Dea mendongak, menatap mataku lurus lurus. "Dee ga laper, Dee cuma pengen nyusul Ayah sama Bunda".

kini Dea menatap pintu yang terbuka, pandangannya kosong. Aku sedih jika melihat kak Dea. Dia belum bisa menerima kepergian Ayah dan Bunda. Dea anak kebanggaan Orang tua. Dia baik, penurut, cantik, pintar, dan berbakat sehingga dia sangat disayang oleh Ayah dan Bunda. Dia ada didalam mobil ketika kecelakaan itu terjadi. Dan sekarang bisa dilihat sendiri kan? Dea mengalami depresi. Dia lebih banyak diam dan menangis. Perkataannya juga ngelantur. Dea juga galak pada orang asing.

aku mengambil makanan untuknya. Menyuapinya. Dia menggelengkan kepalanya. Dea memang susah makan.

"Emang kak Dee mau kalo ayah bunda sedih liat kakak yang ga mau makan?"

Akhirnya dia membuka mulut menerima makanannya.

Suara motor didepan mengalihkan perhatianku. Dion masih mengenakan seragam SMPnya masuk kedalam. Padahal sudah jam 5 sore.

"Dari mana aja Yon?"

"Bukan urusan lo"

Aku menghela nafas dan menyuapi Dea kembali. Dion masih kelas 3 SMP awal semester dan bandelnya bukan main deh. Semasa kecil dia dimanjakan dengan uang yang berlimpah. Sehingga saat kami jatuh miskin dia jadi amburadul ga jelas. Suka marah ga jelas. Suka main sampe malem. Mau jadi apa dia?

Uang sekolah kami memang sudah dibayar lunas sejak awal masuk sekolah. Sehingga kami tidak perlu repot membayar sekolah dua tahun ini. Kami hanya membeli alat tulis saja.
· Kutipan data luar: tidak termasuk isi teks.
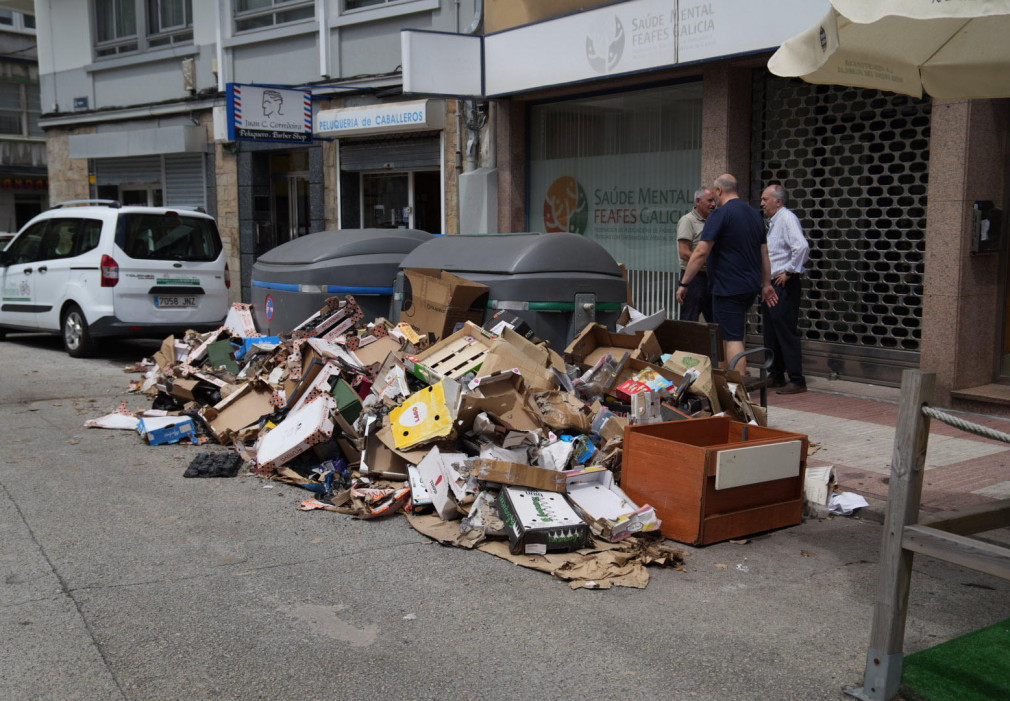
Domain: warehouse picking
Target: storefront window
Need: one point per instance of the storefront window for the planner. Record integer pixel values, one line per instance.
(620, 169)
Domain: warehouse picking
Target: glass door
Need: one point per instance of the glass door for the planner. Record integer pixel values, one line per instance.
(140, 195)
(386, 200)
(299, 218)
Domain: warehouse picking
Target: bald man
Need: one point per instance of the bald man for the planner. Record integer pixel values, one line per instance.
(734, 245)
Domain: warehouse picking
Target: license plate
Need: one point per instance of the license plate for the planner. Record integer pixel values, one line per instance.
(175, 302)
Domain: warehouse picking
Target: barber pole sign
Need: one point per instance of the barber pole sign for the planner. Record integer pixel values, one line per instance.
(269, 113)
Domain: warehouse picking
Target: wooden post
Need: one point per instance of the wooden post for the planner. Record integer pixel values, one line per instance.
(884, 658)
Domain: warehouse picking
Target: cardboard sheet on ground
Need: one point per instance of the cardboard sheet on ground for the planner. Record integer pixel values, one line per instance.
(602, 566)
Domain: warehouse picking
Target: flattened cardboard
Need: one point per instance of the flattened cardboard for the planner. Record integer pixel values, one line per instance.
(451, 358)
(159, 430)
(183, 388)
(437, 301)
(511, 351)
(610, 511)
(501, 397)
(539, 522)
(681, 362)
(436, 483)
(372, 357)
(519, 475)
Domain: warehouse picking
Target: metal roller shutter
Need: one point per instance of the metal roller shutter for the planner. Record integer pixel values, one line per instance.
(185, 182)
(133, 170)
(394, 155)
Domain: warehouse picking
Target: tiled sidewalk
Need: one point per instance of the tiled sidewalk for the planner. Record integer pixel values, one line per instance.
(853, 426)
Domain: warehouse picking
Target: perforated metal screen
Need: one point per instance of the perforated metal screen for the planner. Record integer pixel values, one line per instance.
(854, 165)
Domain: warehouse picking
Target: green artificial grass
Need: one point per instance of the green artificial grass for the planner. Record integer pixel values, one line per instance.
(975, 667)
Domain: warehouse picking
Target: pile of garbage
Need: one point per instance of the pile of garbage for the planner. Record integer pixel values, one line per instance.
(486, 438)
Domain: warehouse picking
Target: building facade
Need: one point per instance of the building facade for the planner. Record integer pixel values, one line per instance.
(635, 104)
(134, 96)
(588, 116)
(23, 176)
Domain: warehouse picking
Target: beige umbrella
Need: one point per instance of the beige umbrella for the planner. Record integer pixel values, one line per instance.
(948, 48)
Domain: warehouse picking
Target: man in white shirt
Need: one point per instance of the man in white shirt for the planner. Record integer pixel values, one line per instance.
(689, 228)
(789, 252)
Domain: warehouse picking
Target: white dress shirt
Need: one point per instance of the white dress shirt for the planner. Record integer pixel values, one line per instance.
(787, 246)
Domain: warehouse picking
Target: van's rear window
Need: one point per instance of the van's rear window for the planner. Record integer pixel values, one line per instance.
(168, 237)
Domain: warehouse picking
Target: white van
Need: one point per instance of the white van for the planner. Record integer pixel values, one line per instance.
(92, 268)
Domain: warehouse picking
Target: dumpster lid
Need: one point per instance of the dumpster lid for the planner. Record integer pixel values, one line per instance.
(513, 254)
(326, 245)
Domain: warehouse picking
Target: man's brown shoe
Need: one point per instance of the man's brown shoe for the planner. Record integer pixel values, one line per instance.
(792, 388)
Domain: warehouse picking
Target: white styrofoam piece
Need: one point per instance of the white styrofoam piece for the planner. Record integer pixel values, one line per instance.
(754, 464)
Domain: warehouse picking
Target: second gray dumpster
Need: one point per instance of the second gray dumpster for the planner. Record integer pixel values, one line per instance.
(557, 283)
(291, 282)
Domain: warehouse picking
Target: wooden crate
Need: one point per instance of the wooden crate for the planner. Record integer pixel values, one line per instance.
(709, 484)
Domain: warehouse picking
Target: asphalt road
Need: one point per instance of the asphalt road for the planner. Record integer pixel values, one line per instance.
(121, 580)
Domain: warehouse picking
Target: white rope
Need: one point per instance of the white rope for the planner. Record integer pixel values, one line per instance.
(967, 426)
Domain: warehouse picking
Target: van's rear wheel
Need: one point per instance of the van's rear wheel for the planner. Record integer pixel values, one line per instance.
(77, 335)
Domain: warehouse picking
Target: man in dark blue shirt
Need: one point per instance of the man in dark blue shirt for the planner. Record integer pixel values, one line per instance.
(734, 245)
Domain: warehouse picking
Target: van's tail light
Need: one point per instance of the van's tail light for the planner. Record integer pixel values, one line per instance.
(110, 272)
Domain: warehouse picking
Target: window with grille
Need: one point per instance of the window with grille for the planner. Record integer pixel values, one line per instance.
(854, 164)
(19, 108)
(169, 21)
(257, 14)
(118, 24)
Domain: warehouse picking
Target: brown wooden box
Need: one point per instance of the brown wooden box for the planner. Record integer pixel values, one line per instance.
(707, 484)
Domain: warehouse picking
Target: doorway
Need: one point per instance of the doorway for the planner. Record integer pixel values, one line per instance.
(140, 195)
(400, 200)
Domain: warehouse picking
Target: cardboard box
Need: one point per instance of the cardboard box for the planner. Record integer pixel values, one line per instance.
(435, 301)
(158, 430)
(503, 319)
(610, 512)
(183, 388)
(436, 483)
(238, 410)
(300, 430)
(714, 479)
(595, 341)
(539, 522)
(501, 397)
(451, 358)
(518, 475)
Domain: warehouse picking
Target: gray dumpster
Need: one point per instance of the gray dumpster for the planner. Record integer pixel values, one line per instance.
(557, 283)
(291, 282)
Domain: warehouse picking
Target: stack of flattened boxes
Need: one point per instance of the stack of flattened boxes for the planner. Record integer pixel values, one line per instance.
(714, 479)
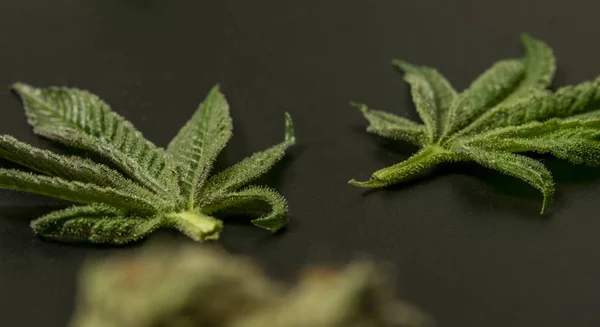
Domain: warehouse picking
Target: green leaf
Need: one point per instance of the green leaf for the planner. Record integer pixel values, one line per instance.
(76, 191)
(250, 168)
(540, 66)
(80, 119)
(507, 110)
(575, 140)
(251, 201)
(569, 101)
(391, 126)
(426, 158)
(504, 83)
(521, 167)
(138, 190)
(199, 142)
(490, 89)
(94, 223)
(435, 92)
(70, 168)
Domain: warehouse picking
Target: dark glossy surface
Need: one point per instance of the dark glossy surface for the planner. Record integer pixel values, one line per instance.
(468, 243)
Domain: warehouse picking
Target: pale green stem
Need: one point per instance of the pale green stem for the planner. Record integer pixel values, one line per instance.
(196, 225)
(426, 158)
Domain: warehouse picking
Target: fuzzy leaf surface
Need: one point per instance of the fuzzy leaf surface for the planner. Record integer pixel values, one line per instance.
(434, 90)
(250, 168)
(199, 142)
(251, 201)
(508, 110)
(94, 223)
(142, 187)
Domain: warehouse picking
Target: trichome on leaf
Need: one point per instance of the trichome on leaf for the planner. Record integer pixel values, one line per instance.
(504, 112)
(141, 187)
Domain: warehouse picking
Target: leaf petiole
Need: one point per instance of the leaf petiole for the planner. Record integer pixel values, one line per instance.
(196, 225)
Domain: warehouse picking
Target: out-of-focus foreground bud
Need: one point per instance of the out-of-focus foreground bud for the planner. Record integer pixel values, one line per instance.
(193, 286)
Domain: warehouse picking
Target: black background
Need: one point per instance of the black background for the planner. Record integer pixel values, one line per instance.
(468, 243)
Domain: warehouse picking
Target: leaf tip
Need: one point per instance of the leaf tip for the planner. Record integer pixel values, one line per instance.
(373, 183)
(360, 106)
(21, 87)
(290, 135)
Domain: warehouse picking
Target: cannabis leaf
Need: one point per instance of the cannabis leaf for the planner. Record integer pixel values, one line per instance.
(138, 187)
(505, 112)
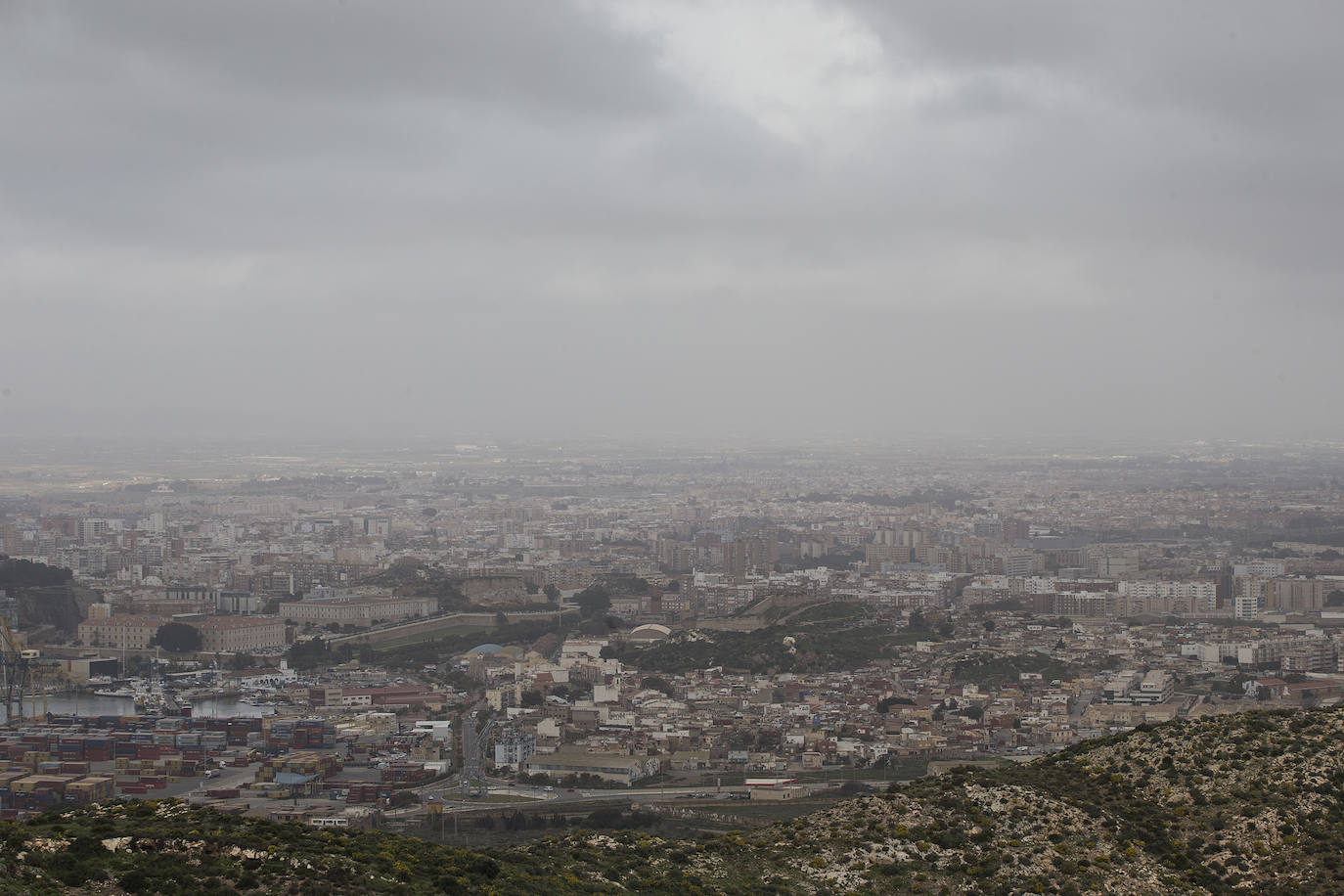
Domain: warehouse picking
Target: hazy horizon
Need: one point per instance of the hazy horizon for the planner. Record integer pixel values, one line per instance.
(701, 222)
Aku baru satu bulan lulus SMA, ketika sekolah aku bekerja paruh waktu untuk mencukupi kebutuhan sehari hari. Keadaan Dea tidak memungkinkan untuk bekerja. Sedangkan Dion masih terlalu kecil untuk bekerja. Aku juga harus memikirkan biaya untuk Dion melanjutkan SMA. Dan aku harus mempertahankan beasiswa yang aku dapat. Aku ga mau berhenti ditengah jalan.
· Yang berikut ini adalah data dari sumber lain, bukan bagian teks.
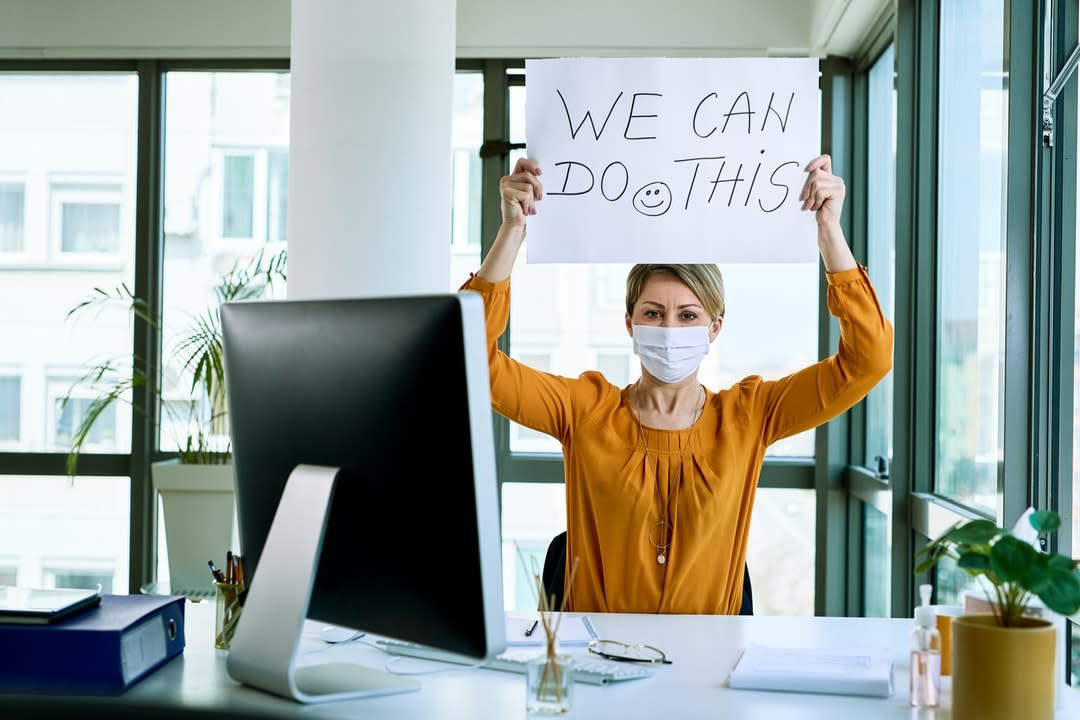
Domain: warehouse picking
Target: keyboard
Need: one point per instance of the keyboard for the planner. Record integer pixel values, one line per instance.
(595, 671)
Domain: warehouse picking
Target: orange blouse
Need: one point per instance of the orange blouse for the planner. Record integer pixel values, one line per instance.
(711, 471)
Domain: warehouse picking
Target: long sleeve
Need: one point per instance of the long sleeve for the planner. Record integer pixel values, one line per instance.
(541, 401)
(815, 394)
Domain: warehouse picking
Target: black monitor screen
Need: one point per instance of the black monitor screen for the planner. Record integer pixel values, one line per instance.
(394, 392)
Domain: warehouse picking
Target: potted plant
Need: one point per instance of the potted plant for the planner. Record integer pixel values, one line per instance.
(196, 488)
(1003, 662)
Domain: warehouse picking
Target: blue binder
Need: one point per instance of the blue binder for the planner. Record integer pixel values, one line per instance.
(102, 651)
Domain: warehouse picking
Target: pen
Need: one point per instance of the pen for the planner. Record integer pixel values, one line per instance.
(589, 626)
(218, 575)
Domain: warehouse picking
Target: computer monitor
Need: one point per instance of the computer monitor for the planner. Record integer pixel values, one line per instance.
(392, 395)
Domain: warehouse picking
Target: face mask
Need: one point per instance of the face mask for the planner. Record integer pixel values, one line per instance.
(671, 354)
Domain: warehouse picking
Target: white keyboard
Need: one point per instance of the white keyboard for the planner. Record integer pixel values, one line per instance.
(596, 671)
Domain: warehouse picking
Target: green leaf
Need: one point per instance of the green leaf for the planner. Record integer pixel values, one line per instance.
(1062, 593)
(1011, 559)
(931, 560)
(1057, 561)
(976, 561)
(1044, 520)
(976, 532)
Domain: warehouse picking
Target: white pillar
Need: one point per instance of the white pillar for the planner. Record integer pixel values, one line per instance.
(369, 191)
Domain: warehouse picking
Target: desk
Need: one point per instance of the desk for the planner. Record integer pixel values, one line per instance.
(703, 648)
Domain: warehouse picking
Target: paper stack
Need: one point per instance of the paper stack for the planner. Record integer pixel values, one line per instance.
(812, 670)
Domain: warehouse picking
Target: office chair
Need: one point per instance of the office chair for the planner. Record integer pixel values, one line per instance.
(554, 574)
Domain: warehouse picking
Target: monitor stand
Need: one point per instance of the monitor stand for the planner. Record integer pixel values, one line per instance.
(262, 653)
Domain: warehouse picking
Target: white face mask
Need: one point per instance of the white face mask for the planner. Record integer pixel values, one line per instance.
(671, 354)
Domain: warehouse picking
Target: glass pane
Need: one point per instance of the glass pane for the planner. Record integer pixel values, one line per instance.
(59, 532)
(588, 322)
(971, 257)
(881, 235)
(10, 410)
(781, 552)
(1076, 402)
(468, 131)
(877, 562)
(532, 513)
(12, 216)
(90, 228)
(952, 583)
(226, 178)
(72, 137)
(1075, 661)
(278, 197)
(239, 200)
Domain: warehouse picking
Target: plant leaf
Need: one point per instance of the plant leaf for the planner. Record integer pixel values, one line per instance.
(1044, 520)
(931, 560)
(974, 561)
(1058, 561)
(976, 532)
(1011, 559)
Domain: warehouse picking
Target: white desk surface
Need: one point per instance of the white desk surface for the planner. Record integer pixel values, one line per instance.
(703, 649)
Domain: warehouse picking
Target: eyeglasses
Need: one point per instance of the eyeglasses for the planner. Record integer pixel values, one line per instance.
(629, 653)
Cuaca cerah namun tidak seperti suasana hatiku saat ini. Aku membawa berkas berisi surat lamaran kerja. Sudah lebih dari lima tempat lowongan kerja. Namun aku belum diterima. Sekarang ini sudah sore. Aku berjalan ke tempat terakhir. Dikoran tertulis membutuhkan jasa sopir. Aku bener bener gila karena ikutan kaya gini. Aku memang sudah bisa ngendarain mobil sejak SMP. Dan terakhir aku bawa mobil kelas 1 SMA sebelum mobil aku diambil pastinya. Aku berhenti didepan sebuah rumah mewah. Aku cek lagi alamat rumah ini dengan alamat yang ada dikertas koran yang aku gunting. 'Bener kok'

Aku masuk, disambut dua orang satpam yang satu gendut dan yang satu berkumis.

"Cari siapa?"

"Pemilik rumah pak"

"Ada perlu apa?"

"Ngelamar kerja"

Keduanya manggut manggut lalu mengajakku masuk ke rumah mewah ini.

"Yakin mau kerja disini?"

"Tentu"

"jangan nyesel ya?"

"Memang dirumah ini ada gorilla nya pak?"

"Tidak juga sih, nanti juga kamu tau kalo kerja disini" ucap pak satpam sambil tersenyum ramah.